Optional transform to apply to images

None
split_indices list[int] | None

Optional list of indices for train/val/test split.

None

__len__()

Return the length of the dataset.

__getitem__(index)

Return a given sample from the dataset.

preprocess(output_folder, target_size=224)

Preprocess the raw data and save it to the output folder.

Data Functions

get_transforms

mlops_project.data.get_transforms(image_size=224, augment=True)

Get image transforms for training or validation.

Parameters:

Name Type Description Default
image_size int

Target size for images

224
augment bool

Whether to apply data augmentation (for training)

True

Returns:

Type Description
Compose

Composed transforms

preprocess

mlops_project.data.preprocess(data_path, output_folder, target_size=224)

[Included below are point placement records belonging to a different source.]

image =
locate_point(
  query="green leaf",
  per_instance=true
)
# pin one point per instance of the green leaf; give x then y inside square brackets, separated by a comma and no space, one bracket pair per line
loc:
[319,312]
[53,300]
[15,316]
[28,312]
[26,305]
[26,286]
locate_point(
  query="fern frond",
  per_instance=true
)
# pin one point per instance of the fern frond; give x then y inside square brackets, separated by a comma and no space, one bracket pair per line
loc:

Preprocess raw HAM10000 data.

Parameters:

Name Type Description Default
data_path str

Path to raw data folder

required
output_folder Path

Path to save preprocessed data

required
target_size int

Target image size

224

DataLoader Functions

create_dataloaders

mlops_project.dataloader.create_dataloaders(data_path, image_size=224, batch_size=32, num_workers=4, train_ratio=0.525, val_ratio=0.175, test_ratio=0.3, random_seed=42)

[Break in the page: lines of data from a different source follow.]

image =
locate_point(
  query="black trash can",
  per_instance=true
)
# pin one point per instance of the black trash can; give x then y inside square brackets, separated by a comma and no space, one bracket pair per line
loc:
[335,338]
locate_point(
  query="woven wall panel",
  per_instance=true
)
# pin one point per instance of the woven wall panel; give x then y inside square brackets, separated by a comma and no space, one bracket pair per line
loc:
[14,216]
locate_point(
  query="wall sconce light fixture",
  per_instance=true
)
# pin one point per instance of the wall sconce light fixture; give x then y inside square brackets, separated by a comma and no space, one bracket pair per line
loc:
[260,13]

Create train, validation, and test dataloaders.

Parameters:

Name Type Description Default
data_path str

Path to the data folder (e.g., 'data/raw/ham10000')

required
image_size int

Target size for image resizing

224
batch_size int

Batch size for dataloaders

32
num_workers int

Number of workers for parallel data loading

4
train_ratio float

Fraction of data for training (default: 52.5%)

0.525
val_ratio float

Fraction of data for validation (default: 17.5%)

0.175
test_ratio float

Fraction of data for testing (default: 30%)

0.3
random_seed int

Random seed for reproducibility

42

Returns:

Type Description
tuple[DataLoader, DataLoader, DataLoader]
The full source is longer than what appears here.